Itu sebabnya, memiiliki iman terhadap Tuhan adalah puncak dari kebahagiaan. Dalam QS. Annur: 31, Tuhan memberi bocoran tentang satu amalan yang akan memberi keuntungan jika dilakukan oleh orang-orang yang beriman, yakni taubat.
“Dan bertaubatlah kalian hai orang-orang yang beriman supaya kalian beruntung,” demikian kata-Nya.
Apa keuntungan yang bisa didapat dari bertaubat? Ampunan dan kesempatan.
Dengan melakukan taubat, segala dosa dan kesalahan yang dilakukan akan diberika ampunan oleh Tuhan, sehingga tak ada beban dosa yang ditinggalkan. Taubat juga membuka kesempatan untuk orang-orang yang telah melakukan kesalahan atau dosa untuk memperbaiki diri sehingga kesalahan yang sama tak akan terulang kembali.
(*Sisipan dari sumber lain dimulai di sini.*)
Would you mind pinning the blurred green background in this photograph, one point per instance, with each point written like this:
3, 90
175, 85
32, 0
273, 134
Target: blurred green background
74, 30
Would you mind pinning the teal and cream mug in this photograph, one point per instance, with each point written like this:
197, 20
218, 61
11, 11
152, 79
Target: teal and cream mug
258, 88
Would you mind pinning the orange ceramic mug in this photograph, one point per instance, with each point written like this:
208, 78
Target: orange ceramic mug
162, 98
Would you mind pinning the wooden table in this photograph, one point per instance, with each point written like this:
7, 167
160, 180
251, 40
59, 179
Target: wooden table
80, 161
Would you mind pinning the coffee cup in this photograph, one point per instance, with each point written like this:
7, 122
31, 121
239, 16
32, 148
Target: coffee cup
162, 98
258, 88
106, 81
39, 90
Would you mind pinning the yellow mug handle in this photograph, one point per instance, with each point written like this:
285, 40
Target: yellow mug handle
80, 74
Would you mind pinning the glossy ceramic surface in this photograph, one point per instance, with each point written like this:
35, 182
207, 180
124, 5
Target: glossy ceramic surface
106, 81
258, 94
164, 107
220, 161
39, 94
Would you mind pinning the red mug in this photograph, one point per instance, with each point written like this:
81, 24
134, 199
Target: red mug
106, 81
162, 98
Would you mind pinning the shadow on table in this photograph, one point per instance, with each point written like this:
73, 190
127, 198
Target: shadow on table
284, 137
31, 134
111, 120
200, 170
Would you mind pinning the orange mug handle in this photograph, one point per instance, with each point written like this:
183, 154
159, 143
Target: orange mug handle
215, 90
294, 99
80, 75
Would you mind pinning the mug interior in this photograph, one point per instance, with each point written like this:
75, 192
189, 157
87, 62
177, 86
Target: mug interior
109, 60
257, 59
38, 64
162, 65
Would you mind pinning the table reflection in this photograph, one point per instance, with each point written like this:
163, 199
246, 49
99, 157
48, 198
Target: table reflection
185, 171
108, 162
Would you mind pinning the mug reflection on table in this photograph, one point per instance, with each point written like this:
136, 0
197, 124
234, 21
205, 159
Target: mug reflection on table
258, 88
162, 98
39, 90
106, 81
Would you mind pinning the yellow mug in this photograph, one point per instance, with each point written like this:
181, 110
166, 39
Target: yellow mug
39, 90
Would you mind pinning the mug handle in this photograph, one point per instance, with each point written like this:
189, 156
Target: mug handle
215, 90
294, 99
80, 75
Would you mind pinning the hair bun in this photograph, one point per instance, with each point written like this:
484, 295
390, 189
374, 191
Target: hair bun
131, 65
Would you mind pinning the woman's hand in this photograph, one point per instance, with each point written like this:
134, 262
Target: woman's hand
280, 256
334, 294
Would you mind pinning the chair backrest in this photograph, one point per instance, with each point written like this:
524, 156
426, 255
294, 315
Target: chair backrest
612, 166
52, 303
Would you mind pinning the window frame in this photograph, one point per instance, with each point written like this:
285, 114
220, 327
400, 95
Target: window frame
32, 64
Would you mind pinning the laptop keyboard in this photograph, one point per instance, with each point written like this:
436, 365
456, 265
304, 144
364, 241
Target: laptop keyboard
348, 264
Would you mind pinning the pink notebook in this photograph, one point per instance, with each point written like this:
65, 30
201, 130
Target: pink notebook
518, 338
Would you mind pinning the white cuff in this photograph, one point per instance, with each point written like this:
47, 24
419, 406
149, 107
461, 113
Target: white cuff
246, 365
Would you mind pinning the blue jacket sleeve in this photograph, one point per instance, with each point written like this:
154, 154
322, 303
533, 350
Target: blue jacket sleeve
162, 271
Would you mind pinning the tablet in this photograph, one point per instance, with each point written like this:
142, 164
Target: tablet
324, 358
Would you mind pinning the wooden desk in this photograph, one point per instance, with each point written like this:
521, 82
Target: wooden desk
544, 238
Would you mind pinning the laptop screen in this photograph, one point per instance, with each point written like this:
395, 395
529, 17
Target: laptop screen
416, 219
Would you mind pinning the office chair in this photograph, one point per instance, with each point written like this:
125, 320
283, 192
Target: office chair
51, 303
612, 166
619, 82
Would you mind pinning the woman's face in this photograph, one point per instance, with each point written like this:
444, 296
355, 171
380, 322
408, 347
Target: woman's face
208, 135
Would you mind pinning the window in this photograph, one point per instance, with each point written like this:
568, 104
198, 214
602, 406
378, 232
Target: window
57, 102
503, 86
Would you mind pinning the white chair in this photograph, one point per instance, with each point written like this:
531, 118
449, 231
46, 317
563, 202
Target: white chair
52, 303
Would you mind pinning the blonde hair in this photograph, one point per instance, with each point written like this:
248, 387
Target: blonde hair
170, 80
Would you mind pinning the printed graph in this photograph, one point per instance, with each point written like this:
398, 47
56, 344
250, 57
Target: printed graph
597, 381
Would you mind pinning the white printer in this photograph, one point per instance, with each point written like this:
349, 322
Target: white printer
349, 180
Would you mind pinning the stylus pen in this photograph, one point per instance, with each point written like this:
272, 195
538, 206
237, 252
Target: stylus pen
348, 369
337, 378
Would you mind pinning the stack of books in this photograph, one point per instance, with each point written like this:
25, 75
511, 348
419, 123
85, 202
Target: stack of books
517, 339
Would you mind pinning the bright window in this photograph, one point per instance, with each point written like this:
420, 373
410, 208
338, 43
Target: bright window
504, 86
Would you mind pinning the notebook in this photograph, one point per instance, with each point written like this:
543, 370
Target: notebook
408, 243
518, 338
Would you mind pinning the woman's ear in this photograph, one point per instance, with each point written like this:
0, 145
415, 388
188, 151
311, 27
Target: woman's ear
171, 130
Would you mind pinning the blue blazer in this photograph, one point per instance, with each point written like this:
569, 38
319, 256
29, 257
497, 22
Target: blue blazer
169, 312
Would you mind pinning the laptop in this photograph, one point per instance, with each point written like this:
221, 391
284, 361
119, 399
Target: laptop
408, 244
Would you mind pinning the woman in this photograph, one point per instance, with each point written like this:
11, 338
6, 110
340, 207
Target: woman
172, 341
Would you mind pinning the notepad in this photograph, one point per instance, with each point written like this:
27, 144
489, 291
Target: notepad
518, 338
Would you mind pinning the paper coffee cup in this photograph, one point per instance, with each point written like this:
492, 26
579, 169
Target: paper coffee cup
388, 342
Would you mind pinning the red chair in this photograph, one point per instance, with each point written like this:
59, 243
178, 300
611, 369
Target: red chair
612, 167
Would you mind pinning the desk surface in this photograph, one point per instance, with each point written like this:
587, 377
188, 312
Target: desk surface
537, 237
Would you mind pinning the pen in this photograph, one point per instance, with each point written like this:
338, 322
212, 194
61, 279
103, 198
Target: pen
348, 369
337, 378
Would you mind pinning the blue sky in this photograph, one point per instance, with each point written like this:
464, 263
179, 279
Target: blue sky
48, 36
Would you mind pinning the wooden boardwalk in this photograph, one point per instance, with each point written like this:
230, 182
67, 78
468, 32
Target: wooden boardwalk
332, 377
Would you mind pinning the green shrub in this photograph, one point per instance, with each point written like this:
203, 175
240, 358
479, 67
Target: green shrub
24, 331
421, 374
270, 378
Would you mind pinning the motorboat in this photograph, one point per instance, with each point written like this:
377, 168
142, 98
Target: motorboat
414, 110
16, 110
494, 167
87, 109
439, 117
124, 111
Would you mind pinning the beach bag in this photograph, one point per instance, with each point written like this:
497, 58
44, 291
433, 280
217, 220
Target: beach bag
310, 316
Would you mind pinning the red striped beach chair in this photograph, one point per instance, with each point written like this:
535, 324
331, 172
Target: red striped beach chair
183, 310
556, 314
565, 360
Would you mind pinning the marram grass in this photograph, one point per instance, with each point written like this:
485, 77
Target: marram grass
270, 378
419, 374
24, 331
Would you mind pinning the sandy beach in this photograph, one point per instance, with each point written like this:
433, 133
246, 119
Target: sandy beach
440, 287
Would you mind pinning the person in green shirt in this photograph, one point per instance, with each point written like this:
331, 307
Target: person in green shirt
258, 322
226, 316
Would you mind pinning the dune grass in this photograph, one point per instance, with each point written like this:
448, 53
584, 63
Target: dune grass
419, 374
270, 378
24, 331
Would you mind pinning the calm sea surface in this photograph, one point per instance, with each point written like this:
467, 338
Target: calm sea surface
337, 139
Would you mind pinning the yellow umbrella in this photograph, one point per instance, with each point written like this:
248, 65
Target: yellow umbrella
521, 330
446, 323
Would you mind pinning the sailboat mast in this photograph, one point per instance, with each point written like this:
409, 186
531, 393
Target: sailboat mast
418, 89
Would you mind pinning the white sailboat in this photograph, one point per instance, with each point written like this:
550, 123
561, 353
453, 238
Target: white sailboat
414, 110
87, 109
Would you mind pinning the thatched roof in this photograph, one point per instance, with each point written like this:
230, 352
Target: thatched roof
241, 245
Hatta, taubat bukanlah hal yang buruk. Ia bukan penanda untuk para pendosa. Justru sebaliknya, taubat adalah ciri untuk orang-orang yang kuat. Kuat mengakui kesalahan dan kuat untuk segera melakukan perbaikan.
Apa yang lebih bahagia dari memiliki kekuatan untuk jujur pada diri sendiri? Jujur bahwa diri telah melakukan kesalahan, terbuka untuk memohon ampunan dan bersemangat untuk melakukan lebih banyak kebaikan. Rasanya tak ada.
Maka tak heran, Rasul Muhammad buru-buru mengingatkan manusia untuk segera bertaubat; tak perlu menunda-nunda untuk melakukannya.
“Wahai manusia, bertaubatlah kalian kepada Allah SWT sebelum kalian mati dan bersegeralah melakukan amal-amal saleh sebelum kalian sibuk, jalinlah hubungan baik (silaturahmi) dengan sesama kalian dan dengan Allah,” demikian perintah Rasul sebagaimana diriwayatkan oleh Jabir.
Tak sedikit ahli tafsir yang menyebut tiga perintah di atas; taubat, amal saleh dan hubungan baik dengan sesama dan dengan Allah, sebagai kunci untuk kebahagiaan yang hakiki. Bahkan, ketiganya termasuk dalam jenis kebahagaiaan yang memiliki imbas berupa kasih dari Tuhan tak hanya selama di dunia, tetapi juga di kehidupan setelahnya.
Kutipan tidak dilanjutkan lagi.